Jeûne intermittent, contre-ordre : il fait maigrir comme tous les autres régimes

Jeûne intermittent, contre-ordre : il fait maigrir comme tous les autres régimes

Une revue de 22 essais cliniques confirme une perte de poids similaire aux interventions hypocaloriques. Et les paramètres métaboliques ne changent pas non plus. Laura Rossi : « Ça marche simplement parce qu’on mange moins »

Ces dernières années, le jeûne intermittent est devenu le roi incontesté des tendances en matière de santé, promettant des miracles métaboliques et une longévité digne de Mathusalem. La perte de poids qu’elle promet a convaincu même les plus sceptiques et les plus désillusionnés par les régimes. Pourtant, les conclusions d’une vaste revue systématique publiée dans Cochraine font l’effet d’une douche froide : le jeûne intermittent n’est pas supérieur à un régime hypocalorique normal. « Ces résultats ne doivent pas nous surprendre et démontrer que sauter le dîner ne fait pas perdre du poids plus que manger moins, mais de manière distribuée », commente-t-il.
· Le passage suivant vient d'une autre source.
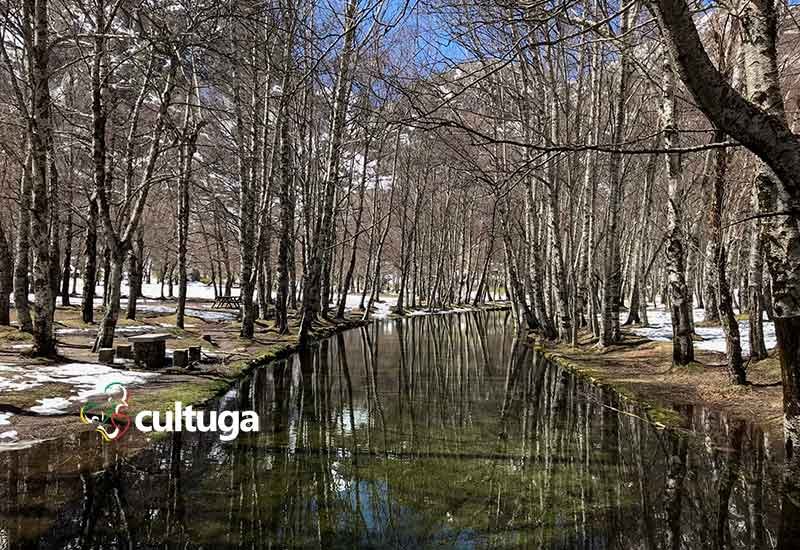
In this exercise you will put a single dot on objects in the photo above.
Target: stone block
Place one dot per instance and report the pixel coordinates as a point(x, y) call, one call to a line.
point(180, 358)
point(106, 355)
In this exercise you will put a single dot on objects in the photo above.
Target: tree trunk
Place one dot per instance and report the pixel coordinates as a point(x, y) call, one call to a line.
point(758, 349)
point(682, 344)
point(105, 334)
point(728, 317)
point(44, 178)
point(612, 272)
point(67, 265)
point(90, 264)
point(21, 264)
point(6, 279)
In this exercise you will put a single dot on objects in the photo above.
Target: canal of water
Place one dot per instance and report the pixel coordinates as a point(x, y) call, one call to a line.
point(435, 431)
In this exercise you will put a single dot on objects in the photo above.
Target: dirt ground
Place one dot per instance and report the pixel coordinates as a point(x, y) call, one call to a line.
point(642, 370)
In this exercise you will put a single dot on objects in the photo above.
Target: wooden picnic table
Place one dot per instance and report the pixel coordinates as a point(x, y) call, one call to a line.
point(227, 302)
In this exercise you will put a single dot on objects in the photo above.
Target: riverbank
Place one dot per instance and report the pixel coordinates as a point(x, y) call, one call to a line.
point(41, 399)
point(641, 370)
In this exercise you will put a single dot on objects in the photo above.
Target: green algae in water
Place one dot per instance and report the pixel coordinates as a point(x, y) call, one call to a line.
point(432, 432)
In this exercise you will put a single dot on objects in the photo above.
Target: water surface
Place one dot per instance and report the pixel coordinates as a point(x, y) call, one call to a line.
point(439, 431)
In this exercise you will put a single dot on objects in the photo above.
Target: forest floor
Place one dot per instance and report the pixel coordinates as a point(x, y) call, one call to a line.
point(640, 369)
point(41, 399)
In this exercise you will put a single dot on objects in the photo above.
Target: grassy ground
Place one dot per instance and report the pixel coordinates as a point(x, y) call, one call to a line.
point(642, 370)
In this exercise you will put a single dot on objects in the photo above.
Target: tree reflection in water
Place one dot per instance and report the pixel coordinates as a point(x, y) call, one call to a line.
point(439, 430)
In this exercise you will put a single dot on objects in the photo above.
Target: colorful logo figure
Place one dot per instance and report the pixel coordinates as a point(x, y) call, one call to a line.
point(110, 418)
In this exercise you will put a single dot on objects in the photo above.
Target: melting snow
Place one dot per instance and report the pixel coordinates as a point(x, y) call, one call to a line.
point(51, 405)
point(86, 378)
point(660, 329)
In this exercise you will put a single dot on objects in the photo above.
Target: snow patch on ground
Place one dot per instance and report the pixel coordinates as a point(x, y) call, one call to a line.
point(194, 290)
point(660, 329)
point(86, 378)
point(51, 405)
point(380, 310)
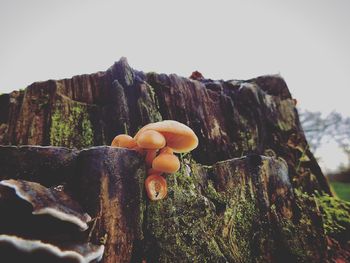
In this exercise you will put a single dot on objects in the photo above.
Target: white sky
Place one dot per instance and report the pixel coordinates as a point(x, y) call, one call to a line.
point(306, 41)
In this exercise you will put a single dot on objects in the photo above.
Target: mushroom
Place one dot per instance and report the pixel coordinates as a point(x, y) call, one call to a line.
point(178, 136)
point(156, 187)
point(150, 139)
point(166, 163)
point(16, 249)
point(167, 149)
point(150, 155)
point(124, 141)
point(49, 201)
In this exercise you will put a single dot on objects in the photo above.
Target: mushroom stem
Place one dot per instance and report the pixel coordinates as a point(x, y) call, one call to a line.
point(150, 155)
point(124, 141)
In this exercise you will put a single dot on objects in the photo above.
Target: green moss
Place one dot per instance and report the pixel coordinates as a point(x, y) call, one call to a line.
point(341, 189)
point(336, 216)
point(71, 127)
point(183, 224)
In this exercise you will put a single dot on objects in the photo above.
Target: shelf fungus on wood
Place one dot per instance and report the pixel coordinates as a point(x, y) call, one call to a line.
point(16, 249)
point(49, 201)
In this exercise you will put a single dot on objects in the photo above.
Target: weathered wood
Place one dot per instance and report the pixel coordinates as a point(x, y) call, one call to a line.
point(231, 118)
point(239, 210)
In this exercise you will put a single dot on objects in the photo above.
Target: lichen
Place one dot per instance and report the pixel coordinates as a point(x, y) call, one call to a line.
point(71, 127)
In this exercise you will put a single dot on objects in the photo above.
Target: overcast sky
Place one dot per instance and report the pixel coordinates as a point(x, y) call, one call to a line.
point(306, 41)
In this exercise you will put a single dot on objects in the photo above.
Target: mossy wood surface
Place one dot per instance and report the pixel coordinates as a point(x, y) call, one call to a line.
point(251, 192)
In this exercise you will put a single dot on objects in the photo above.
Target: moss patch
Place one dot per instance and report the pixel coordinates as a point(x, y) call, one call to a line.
point(71, 127)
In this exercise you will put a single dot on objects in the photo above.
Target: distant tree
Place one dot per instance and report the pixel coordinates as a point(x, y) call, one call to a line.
point(318, 129)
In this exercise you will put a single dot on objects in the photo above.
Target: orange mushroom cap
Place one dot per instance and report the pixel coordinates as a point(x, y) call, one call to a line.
point(166, 163)
point(150, 139)
point(156, 187)
point(178, 136)
point(166, 149)
point(124, 141)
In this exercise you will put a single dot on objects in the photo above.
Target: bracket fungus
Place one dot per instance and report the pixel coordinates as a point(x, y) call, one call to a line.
point(49, 201)
point(16, 249)
point(161, 140)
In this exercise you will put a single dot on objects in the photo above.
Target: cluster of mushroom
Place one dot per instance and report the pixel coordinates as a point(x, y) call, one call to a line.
point(158, 142)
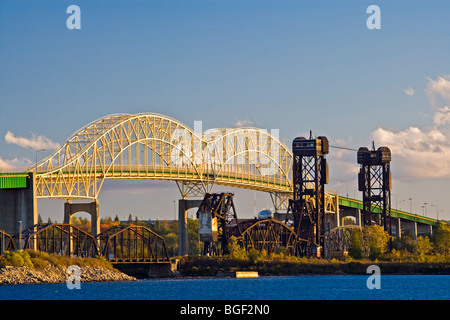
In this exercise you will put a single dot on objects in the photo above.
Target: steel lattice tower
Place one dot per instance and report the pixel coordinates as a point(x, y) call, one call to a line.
point(310, 174)
point(374, 181)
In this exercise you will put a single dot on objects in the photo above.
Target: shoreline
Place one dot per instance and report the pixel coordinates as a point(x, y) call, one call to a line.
point(196, 267)
point(219, 269)
point(57, 274)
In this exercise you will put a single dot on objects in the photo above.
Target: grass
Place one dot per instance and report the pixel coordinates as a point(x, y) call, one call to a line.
point(40, 260)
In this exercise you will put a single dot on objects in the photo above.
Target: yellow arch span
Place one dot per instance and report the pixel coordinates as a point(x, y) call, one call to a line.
point(155, 146)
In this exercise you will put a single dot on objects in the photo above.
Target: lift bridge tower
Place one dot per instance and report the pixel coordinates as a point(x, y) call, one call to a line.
point(310, 174)
point(374, 181)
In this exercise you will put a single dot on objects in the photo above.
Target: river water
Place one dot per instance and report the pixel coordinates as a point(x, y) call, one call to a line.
point(345, 287)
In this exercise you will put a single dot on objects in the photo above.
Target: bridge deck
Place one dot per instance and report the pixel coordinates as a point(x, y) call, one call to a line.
point(357, 204)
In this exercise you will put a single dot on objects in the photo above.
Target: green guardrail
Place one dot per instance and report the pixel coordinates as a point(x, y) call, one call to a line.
point(357, 204)
point(13, 181)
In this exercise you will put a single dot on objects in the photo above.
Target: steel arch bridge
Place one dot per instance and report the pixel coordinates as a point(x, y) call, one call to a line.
point(155, 146)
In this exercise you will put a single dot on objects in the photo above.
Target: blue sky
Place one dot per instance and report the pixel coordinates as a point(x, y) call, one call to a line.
point(288, 65)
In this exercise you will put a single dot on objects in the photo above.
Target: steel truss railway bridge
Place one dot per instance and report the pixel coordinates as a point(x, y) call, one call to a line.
point(156, 147)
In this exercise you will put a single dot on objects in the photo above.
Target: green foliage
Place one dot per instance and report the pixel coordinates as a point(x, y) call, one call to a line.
point(423, 247)
point(374, 241)
point(18, 258)
point(37, 259)
point(235, 250)
point(441, 239)
point(355, 249)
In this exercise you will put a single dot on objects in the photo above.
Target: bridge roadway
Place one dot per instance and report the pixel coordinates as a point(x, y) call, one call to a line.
point(154, 146)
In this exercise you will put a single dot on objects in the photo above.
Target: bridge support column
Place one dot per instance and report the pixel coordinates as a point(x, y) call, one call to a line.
point(412, 226)
point(183, 207)
point(398, 227)
point(91, 208)
point(18, 207)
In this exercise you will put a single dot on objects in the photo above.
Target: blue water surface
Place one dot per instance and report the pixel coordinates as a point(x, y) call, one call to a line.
point(393, 287)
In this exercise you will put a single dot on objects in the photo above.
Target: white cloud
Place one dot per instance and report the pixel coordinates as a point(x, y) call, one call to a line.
point(438, 92)
point(242, 123)
point(409, 91)
point(442, 116)
point(7, 165)
point(416, 153)
point(438, 89)
point(36, 142)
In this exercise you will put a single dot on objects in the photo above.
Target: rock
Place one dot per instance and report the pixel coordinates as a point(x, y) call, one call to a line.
point(52, 274)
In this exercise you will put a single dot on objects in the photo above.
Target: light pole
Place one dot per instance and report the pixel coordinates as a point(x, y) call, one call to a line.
point(36, 158)
point(347, 186)
point(437, 211)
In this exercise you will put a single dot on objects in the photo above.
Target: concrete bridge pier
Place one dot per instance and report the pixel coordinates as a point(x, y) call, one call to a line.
point(183, 207)
point(18, 206)
point(92, 208)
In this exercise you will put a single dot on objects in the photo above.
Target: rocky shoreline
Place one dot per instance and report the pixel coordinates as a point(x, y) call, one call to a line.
point(58, 274)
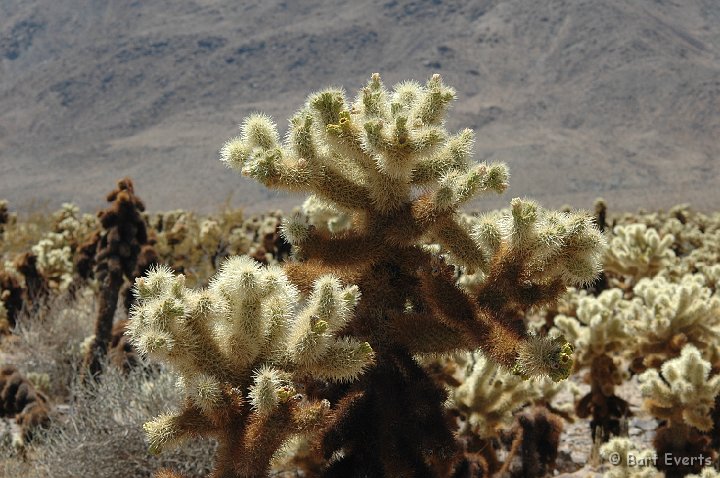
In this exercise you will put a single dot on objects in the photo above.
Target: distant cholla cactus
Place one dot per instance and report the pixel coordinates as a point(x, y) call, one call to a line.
point(486, 400)
point(711, 273)
point(603, 327)
point(637, 251)
point(54, 260)
point(683, 395)
point(674, 314)
point(628, 461)
point(56, 248)
point(386, 160)
point(239, 348)
point(325, 216)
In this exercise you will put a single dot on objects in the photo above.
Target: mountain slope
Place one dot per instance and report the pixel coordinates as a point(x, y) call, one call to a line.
point(581, 97)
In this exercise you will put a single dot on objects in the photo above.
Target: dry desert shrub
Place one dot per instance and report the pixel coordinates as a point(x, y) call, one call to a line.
point(101, 435)
point(50, 342)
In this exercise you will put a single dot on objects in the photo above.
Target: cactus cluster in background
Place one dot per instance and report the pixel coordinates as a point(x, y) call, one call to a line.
point(20, 400)
point(122, 252)
point(600, 329)
point(683, 395)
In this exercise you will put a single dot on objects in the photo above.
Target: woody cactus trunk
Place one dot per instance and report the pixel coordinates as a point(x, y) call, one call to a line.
point(116, 257)
point(386, 160)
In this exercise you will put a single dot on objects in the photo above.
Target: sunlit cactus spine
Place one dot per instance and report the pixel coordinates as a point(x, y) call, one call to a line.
point(239, 348)
point(386, 160)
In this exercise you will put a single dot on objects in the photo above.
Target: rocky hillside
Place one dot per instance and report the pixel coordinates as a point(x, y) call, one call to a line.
point(581, 97)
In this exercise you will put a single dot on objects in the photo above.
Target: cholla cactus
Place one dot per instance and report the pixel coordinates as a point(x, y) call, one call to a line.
point(683, 395)
point(196, 246)
point(20, 400)
point(602, 328)
point(122, 252)
point(387, 160)
point(675, 314)
point(326, 217)
point(486, 401)
point(239, 347)
point(628, 461)
point(636, 251)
Laura Rossidirecteur du Département Nutrition, Alimentation et Santé de l’Institut Supérieur de la Santé (ISS).

L’étude a analysé 22 essais cliniques sur des personnes en surpoids ou obèses, comparant les trois modèles principaux : le régime 5:2 (deux jours de restriction sévère par semaine), le jeûne d’un jour sur deux et l’alimentation limitée dans le temps (la fenêtre classique 16:8). Les résultats sont sans équivoque : la perte de poids moyenne est d’environ 3 %, une valeur identique à celle obtenue avec les régimes traditionnels.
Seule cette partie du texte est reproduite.